# A little fish work thrown in the mix!(LOL)



## Matt D (May 12, 2011)

Most guys know me for my gameheads and lifesize, but I love the scales to!(LOL) This is a repo smallie I finished up not too long ago. Rocks are custom carved in the studio.


----------



## KingOfTheJungle (May 17, 2012)

Wow.. very well done. I might just have to contact you when I hook myself a nice bass.


----------



## BP1992 (Dec 24, 2010)

Very nice


----------



## John-in-VA (Mar 27, 2003)

Great looking small mouth .


----------



## Matt D (May 12, 2011)

Thanks guys, and Mike, if you are ever interested in having some work done, just contact me and we will get things worked out for you. I do alot of repos so you can release the fish if you wish. Just take a total length and girth around the widest portion of the fish. A few good pics, and that is all I need to produce a high quality reproduction. I just finished up two largemouth repos that were caught in Mexico and have some pics if you are interested in seeing them. Thanks again guys and take care.


----------



## old_22_fan (Jul 5, 2007)

Is that a ARP repo from Van ****'s ?? That's a great looking mount.. good job


----------



## Matt D (May 12, 2011)

Yes, it's an Arp blank, they are really nice to work with, thanks for the comments.


----------



## Gig49 (Apr 25, 2010)

Beautifully reproduced


----------



## mrjeffro (Jul 25, 2007)

Reproduction mounts look so much better than the real thing (and last longer) IMO

That is a great looking mount.


----------



## flinginairos (Jan 3, 2006)

That looks really great! I would love to get a smallmouth done sometime. PM me a price?


----------



## KingOfTheJungle (May 17, 2012)

Matt D said:


> Thanks guys, and Mike, if you are ever interested in having some work done, just contact me and we will get things worked out for you. I do alot of repos so you can release the fish if you wish. Just take a total length and girth around the widest portion of the fish. A few good pics, and that is all I need to produce a high quality reproduction. I just finished up two largemouth repos that were caught in Mexico and have some pics if you are interested in seeing them. Thanks again guys and take care.

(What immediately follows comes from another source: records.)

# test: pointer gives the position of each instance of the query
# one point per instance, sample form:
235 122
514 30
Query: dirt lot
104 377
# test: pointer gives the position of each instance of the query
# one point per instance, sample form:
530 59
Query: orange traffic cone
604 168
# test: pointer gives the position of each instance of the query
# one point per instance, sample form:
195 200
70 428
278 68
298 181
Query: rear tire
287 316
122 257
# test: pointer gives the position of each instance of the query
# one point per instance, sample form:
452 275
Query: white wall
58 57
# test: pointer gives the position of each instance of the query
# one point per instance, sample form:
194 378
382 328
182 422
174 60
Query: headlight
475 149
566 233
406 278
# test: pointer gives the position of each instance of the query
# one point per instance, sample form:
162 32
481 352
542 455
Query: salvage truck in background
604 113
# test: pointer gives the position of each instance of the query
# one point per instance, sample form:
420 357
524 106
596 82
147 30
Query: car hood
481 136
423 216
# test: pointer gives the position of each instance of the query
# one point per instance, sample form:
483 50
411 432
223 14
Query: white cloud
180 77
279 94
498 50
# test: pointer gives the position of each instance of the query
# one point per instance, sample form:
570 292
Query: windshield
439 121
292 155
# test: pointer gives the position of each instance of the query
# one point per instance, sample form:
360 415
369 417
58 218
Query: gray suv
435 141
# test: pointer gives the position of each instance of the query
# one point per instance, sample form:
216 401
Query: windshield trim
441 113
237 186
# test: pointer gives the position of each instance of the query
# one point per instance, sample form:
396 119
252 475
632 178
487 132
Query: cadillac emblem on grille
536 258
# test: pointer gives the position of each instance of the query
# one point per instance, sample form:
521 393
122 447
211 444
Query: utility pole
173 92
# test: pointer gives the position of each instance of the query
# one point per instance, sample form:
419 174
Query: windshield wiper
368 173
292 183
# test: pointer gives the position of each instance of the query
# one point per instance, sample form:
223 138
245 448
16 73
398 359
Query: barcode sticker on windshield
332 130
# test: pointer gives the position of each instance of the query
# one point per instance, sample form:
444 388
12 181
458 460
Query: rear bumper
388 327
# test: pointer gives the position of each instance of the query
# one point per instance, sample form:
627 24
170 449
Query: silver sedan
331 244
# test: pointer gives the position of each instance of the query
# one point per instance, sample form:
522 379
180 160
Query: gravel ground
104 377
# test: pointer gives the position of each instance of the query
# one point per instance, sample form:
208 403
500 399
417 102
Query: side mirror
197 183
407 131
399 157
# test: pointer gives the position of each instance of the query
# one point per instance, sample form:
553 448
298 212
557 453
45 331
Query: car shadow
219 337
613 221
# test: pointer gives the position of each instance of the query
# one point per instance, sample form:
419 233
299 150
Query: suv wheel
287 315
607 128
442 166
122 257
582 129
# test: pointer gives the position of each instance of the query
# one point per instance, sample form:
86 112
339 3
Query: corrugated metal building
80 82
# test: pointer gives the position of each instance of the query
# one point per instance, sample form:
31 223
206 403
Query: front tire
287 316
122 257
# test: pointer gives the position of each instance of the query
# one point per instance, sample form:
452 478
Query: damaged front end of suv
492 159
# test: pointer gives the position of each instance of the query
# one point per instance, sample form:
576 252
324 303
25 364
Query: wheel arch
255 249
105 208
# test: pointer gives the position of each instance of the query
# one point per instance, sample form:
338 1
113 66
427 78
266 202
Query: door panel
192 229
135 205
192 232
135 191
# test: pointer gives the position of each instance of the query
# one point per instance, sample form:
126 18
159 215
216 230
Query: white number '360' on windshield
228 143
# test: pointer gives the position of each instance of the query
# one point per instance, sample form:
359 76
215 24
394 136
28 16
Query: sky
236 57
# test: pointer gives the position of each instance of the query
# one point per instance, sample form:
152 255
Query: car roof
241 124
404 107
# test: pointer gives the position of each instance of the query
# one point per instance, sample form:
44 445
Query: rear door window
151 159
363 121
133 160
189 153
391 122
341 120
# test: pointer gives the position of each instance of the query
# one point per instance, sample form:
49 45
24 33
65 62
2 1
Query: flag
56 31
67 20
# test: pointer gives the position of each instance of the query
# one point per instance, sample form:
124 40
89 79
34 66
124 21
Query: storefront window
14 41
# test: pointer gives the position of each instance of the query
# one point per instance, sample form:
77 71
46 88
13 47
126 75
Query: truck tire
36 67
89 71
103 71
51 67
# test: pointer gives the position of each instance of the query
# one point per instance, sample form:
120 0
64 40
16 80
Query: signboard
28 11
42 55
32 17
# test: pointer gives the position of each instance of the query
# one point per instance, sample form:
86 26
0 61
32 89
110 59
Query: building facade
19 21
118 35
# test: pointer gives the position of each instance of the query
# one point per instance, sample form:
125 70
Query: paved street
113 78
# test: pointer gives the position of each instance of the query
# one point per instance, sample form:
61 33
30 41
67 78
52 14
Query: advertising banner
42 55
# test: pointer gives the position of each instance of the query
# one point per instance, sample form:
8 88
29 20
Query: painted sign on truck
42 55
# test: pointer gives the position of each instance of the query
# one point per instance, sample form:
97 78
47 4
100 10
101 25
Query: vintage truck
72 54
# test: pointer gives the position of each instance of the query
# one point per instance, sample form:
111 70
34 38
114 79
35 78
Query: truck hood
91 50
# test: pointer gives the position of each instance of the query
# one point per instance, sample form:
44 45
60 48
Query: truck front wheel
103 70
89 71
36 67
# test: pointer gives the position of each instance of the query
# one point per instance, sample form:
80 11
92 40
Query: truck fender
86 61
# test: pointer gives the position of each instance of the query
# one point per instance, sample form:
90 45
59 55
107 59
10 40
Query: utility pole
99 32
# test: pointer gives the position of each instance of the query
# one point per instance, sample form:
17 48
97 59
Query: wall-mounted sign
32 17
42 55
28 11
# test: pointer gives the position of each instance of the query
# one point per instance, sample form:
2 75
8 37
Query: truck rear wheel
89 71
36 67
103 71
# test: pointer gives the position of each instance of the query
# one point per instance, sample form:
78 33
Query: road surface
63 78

Absolutely! I'd love to see them. I wish we had measured the 6 pounder my lady just hooked the other day, would've loved to get her a repo as a surprise. Thanks! =)


----------



## Leftydave (Mar 10, 2008)

very nice!


----------



## Cadet (Aug 21, 2010)

Impressive!!!


----------



## HORNS-A-PLENTY (Mar 6, 2012)

Very nice -- looks like the real thing!!!!


----------



## whitetail97 (Feb 4, 2012)

Wow very nice!


----------